I got into the additional tank thing when I had to paint the bed of my truck, because the smallish compressor kept kicking on and off too rapidly, radically bouncing the air pressure around behind the regulator on the gun. Even though the regulator is "supposed" to keep the outgoing air pressure constant, anytime the compressor kicked on it would spike above 45psi to 80psi for a "hair" then back down to the setting of 45psi. That spike always flung globs of paint out so with the extra tanks it was easier to mentally predict when it would kick on and off, thus giving me the chance to stop spraying just before, and not flinging globs of paint all over the place for me to sand off later.
Another option if your compressor is permanently installed at the back of the garage or something, is to run hard line from the back of the garage to the front of the garage, and install quick connect fittings along the way for in-garage use as well as one on the far end for outside use. The volume of the pipe acts as an air tank. A friend of mine plumbed his two car garage bay with 2" diameter black pipe for this very reason - with the bends up the back wall, down the length of the garage, and the three branches at the front of the garage - one on the far wall of the left bay right by the door, one on the far wall of the right bay, and one down the middle to a permanently installed self-winding air hose reel that feeds through the column between the garage bays outside - for outdoor work.
Since volume = PI * radius * lenght
V = 3.14 * (1.5" ID / 2) x 60'
V = 1695.6 cid
V = 6.3 gallons.
Doesn't sound like much but if you're going to plumb air around your shop this is a "free" 5 gallon tank in a sense.
It's in the back closet in the garage under the stairs where I put it originally. I just haven't been using it because I used to put the compressor in there, and carry it out the back garage door when I needed air someplace else other than in the garage. Since the backdoor is frozen shut (extreme wood rot), I just haven't been back there in a long while. There's this enormous pile of crud in the way you know.
I have one air compressor, and two tanks. The second tank has a inlet fitting, with a valve on the tank. The outlet fitting is just a normal air fitting. Both inlet and outlet fittings are on the top of the second tank, and seperated from each other. Both tanks are 20 gallon, I think.
The second tank is very useful to take somewhere my air hoses will not reach.

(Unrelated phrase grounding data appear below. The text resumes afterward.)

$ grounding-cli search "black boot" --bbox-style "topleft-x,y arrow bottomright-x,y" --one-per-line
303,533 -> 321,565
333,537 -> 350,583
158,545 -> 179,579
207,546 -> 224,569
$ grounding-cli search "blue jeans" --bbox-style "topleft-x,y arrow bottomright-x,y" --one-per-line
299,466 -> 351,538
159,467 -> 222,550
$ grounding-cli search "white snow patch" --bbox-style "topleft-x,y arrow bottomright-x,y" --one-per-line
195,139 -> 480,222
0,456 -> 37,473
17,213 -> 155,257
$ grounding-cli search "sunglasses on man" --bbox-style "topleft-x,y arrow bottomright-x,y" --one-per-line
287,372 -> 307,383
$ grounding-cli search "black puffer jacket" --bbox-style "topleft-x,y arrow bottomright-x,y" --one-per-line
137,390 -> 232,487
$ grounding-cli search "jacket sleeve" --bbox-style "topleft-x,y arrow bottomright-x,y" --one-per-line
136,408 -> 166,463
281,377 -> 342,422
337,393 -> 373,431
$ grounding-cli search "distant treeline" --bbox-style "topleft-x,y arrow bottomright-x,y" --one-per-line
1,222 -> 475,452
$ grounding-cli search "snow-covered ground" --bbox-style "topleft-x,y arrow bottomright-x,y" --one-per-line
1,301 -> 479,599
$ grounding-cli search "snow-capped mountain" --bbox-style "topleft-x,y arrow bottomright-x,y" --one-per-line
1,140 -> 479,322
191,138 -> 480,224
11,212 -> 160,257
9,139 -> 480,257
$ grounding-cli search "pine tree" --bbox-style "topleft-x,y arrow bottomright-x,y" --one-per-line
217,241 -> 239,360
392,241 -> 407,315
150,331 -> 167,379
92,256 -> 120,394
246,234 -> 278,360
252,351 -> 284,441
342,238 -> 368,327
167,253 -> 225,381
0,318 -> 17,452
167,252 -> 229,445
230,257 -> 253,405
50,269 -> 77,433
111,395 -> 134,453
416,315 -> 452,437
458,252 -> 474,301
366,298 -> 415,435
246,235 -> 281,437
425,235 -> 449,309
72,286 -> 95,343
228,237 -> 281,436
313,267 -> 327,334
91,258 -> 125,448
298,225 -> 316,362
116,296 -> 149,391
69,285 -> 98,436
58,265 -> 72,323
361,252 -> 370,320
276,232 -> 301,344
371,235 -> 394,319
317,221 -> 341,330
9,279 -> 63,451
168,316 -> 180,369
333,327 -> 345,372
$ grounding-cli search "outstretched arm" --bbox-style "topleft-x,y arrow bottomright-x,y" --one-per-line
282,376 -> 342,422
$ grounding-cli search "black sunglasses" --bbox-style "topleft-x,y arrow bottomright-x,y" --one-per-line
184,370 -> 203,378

I also use this second tank when painting with a HVLP gun. I connect the second tank to the regulated air from the air compressor, at about 40 psi, or so. The air coming out of the compressor expands after the regulator, it cools some, and it also drops its moisture. When the air with some water flows into the second tank, the water drops fall into the second tank, and stay on the bottom, and I get just air out of the second tank.
Because the second tank has no hoses connected to it unless I am using it, it will stay pumped up for a long time, and I do not have to run the air compressor each time I want to fill a tire.